Some guidelines for hardware configuration and disk I/O speeds are:
Each Adaptive Server engine can support about five worker processes before saturating on CPU utilization for CPU-intensive queries. If CPU is not saturated at this ratio, and you want to improve parallel query performance, increase the ratio of worker processes to engines until I/O bandwidth becomes a bottleneck.
For sequential scans, such as table scans using 16K I/O, it may be possible to achieve 1.6MB per second, per device, that is, 100 16K I/Os, or 800 pages per second, per device.
For queries doing random access, such as nonclustered index access, the figure is approximately 50 2K I/Os, or 50 pages per second, per device.
One I/O controller can sustain a transfer rate of up to 10–18MB per second.

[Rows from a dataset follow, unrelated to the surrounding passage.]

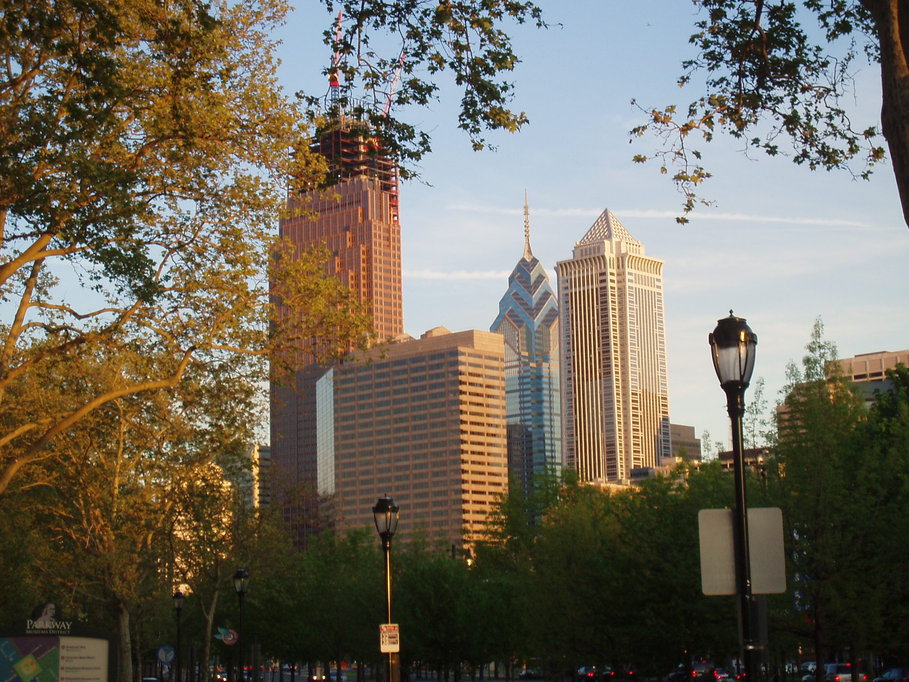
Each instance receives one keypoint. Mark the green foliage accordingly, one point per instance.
(466, 39)
(777, 76)
(144, 157)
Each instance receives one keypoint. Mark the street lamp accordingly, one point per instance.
(732, 346)
(385, 515)
(241, 582)
(178, 608)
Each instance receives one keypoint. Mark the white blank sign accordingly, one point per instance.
(765, 535)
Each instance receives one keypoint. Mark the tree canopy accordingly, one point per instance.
(777, 75)
(145, 150)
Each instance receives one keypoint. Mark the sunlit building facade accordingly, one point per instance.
(529, 322)
(615, 396)
(422, 420)
(357, 220)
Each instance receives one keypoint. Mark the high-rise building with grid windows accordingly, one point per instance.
(529, 320)
(357, 220)
(422, 420)
(615, 396)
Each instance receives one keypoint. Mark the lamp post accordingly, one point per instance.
(732, 346)
(241, 582)
(178, 608)
(385, 515)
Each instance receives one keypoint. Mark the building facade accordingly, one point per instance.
(529, 322)
(615, 396)
(357, 220)
(869, 370)
(424, 422)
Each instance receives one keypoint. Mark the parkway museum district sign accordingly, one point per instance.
(50, 648)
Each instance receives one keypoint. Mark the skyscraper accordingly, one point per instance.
(358, 221)
(615, 393)
(423, 421)
(529, 320)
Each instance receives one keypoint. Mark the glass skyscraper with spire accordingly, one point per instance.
(529, 320)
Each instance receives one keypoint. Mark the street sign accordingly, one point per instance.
(389, 638)
(768, 560)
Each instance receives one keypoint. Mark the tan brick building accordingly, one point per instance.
(424, 422)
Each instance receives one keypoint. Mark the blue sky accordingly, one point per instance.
(782, 246)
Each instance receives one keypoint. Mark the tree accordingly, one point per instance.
(427, 39)
(145, 151)
(827, 501)
(778, 84)
(122, 504)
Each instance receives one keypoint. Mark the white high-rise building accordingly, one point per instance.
(615, 395)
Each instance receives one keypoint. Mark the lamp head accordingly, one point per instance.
(385, 515)
(241, 580)
(732, 347)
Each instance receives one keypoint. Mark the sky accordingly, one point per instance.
(781, 246)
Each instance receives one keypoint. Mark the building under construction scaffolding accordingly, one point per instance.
(358, 221)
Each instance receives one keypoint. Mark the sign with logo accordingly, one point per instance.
(389, 638)
(166, 654)
(47, 646)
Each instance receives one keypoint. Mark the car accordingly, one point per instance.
(894, 675)
(842, 672)
(702, 670)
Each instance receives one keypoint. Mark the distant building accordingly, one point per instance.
(424, 422)
(529, 321)
(263, 474)
(869, 370)
(685, 444)
(358, 222)
(615, 396)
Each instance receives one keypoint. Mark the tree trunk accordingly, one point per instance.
(891, 17)
(206, 637)
(126, 649)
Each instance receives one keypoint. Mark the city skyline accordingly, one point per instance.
(782, 246)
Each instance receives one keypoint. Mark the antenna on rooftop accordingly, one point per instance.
(394, 84)
(334, 84)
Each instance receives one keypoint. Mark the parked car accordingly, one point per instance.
(703, 670)
(680, 674)
(894, 675)
(591, 673)
(842, 672)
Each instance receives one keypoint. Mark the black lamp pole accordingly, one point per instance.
(732, 346)
(241, 582)
(178, 608)
(385, 515)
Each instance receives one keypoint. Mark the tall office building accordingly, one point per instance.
(529, 321)
(615, 396)
(424, 422)
(358, 221)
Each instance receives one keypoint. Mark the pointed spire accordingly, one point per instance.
(528, 254)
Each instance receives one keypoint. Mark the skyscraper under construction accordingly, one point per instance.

This means that one SCSI I/O controller can support up to 6 –10 devices performing sequential scans. Some high-end disk controllers can support more throughput. Check your hardware specifications, and use sustained rates, rather than peak rates, for your calculations.

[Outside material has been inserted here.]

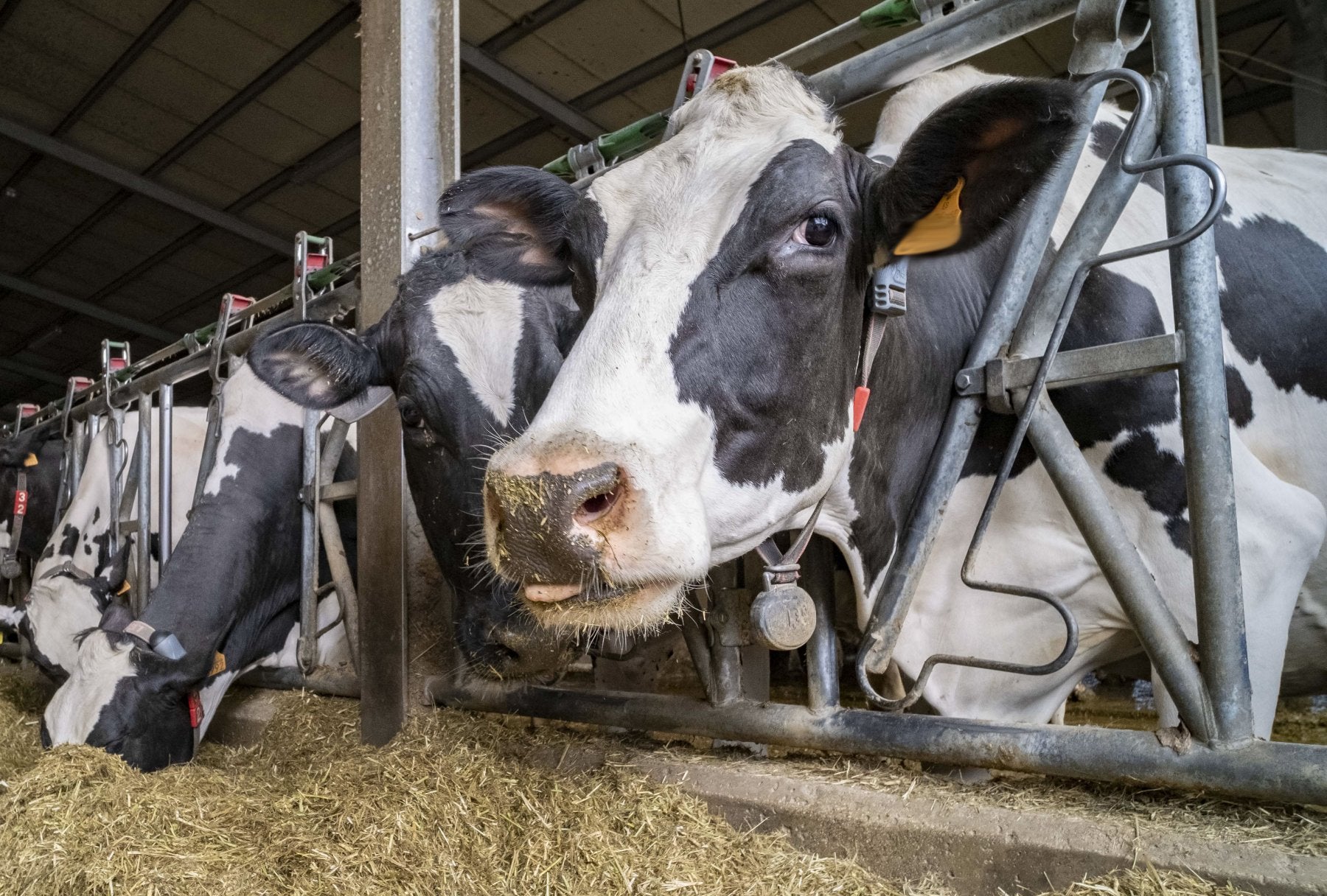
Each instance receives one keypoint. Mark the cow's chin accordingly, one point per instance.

RAID disk arrays vary widely in performance characteristics, depending on the RAID level, the number of devices in the stripe set, and specific features, such as caching. RAID devices may provide better or worse throughput for parallelism than the same number of physical disks without striping. In most cases, start your parallel query tuning efforts by setting the number of partitions for tables on these devices to the number of disks in the array.